Fiber: Your Gut’s Best Friend (and Cancer’s Worst Enemy!)

Fiber: Your Gut’s Best Friend (and Cancer’s Worst Enemy!)

Learn how dietary fiber champions gut health, potentially lowers bowel disorder and colon cancer risks, and why fruits and grains are key.


Dietary fiber is highly beneficial, and experts consider individuals who consume adequate amounts of it to be less susceptible to bowel disorders and irritable bowel syndrome (IBS). However, what are the consequences of consuming too little of this fiber? A recent study published in The Lancet explores this question.

The initial research, conducted by researchers utilizing various assessment methods, involved comparing the dietary fiber intake of 33,971 participants who did not suffer from any form of bowel disease (based on a disease incidence analysis) with 3,591 individuals diagnosed with a single additional inflammatory bowel disease.

The results showed a significant association between the likelihood of developing the disease and consuming larger amounts of dietary fiber compared to those with lower fiber intake. The study also indicated that consuming approximately 30.6 grams of dietary fiber per day reduces the risk of developing bowel disorders by 27% compared to individuals who consume less than 15.4 grams daily. It’s worth noting that dietary fiber is more abundant in foods like fruits and grains.

Notably, this benefit was observed in cases of both simple and complex bowel disorders, albeit to a lesser extent. Researchers suggest that consuming significant amounts of fiber reduces the risk of disease by 30% in the lower areas of the colon (distal) but highlights a stronger benefit for those with rectal diseases.

In the second study, which involved two global researchers, the dietary fiber intake of over 500,000 participants aged between 25 and 70 years was examined.

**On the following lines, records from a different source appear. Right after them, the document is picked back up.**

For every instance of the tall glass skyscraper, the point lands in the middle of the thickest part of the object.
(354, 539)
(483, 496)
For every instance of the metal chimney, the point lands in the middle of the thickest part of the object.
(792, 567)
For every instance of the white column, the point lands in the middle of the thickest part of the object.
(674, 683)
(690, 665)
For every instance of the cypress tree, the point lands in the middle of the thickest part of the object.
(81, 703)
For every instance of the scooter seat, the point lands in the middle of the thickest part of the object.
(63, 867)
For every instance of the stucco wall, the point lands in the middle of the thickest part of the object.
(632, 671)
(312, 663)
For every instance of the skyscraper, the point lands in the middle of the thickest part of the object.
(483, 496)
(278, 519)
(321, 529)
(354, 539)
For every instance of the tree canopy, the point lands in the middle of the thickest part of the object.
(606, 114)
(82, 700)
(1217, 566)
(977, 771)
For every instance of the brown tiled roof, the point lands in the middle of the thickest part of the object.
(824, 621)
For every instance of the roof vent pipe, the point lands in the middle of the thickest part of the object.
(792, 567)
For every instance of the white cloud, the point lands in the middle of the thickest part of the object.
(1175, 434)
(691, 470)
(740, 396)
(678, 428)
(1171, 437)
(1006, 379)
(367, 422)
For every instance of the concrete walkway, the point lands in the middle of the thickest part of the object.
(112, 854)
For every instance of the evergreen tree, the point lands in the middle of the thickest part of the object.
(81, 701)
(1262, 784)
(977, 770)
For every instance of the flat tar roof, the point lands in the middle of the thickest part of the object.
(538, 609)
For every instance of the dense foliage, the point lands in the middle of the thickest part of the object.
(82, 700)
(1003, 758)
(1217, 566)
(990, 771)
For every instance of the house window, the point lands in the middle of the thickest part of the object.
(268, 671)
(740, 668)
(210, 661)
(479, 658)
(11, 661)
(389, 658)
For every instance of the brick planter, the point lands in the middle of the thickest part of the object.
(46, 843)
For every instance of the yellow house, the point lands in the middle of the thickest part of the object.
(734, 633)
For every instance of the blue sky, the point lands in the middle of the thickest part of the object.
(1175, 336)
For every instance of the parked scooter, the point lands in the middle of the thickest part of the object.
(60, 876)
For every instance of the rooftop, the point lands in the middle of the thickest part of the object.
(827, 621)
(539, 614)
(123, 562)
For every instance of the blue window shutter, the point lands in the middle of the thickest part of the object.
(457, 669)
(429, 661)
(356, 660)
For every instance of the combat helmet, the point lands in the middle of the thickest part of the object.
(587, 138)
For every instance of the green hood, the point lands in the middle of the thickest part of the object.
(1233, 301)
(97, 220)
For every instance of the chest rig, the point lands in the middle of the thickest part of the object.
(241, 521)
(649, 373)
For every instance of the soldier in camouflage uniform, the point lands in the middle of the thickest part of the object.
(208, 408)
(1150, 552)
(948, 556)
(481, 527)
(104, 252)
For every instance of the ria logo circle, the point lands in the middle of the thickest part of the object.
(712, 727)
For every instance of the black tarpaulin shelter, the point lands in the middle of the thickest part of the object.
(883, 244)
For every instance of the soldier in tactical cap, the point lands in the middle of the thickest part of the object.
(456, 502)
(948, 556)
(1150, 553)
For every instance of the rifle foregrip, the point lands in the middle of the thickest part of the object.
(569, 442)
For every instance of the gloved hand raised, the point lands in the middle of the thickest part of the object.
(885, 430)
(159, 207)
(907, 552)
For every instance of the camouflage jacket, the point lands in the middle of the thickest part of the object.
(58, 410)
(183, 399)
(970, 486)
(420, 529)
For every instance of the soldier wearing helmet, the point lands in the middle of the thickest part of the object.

During this research, 1,065 cases of colon cancer were identified. The risk of developing the disease decreased with increased dietary fiber intake. The risk of colon cancer for individuals consuming more than 31.9 grams of dietary fiber per day was 25% lower than for those consuming less than 12.6 grams of dietary fiber daily.

Notably, the greatest benefit in preventing disease was observed in the descending and sigmoid regions, although it was less impactful on the rectal area.

This research highlights the significant impact of healthy dietary fiber types.

Researchers emphasize that consuming large amounts of dietary fiber protects against tumors in the lower regions of the colon and the colon itself.

The researchers also point out that increasing dietary fiber intake offers benefits even when consuming smaller amounts, which can positively affect the reduction of colon diseases.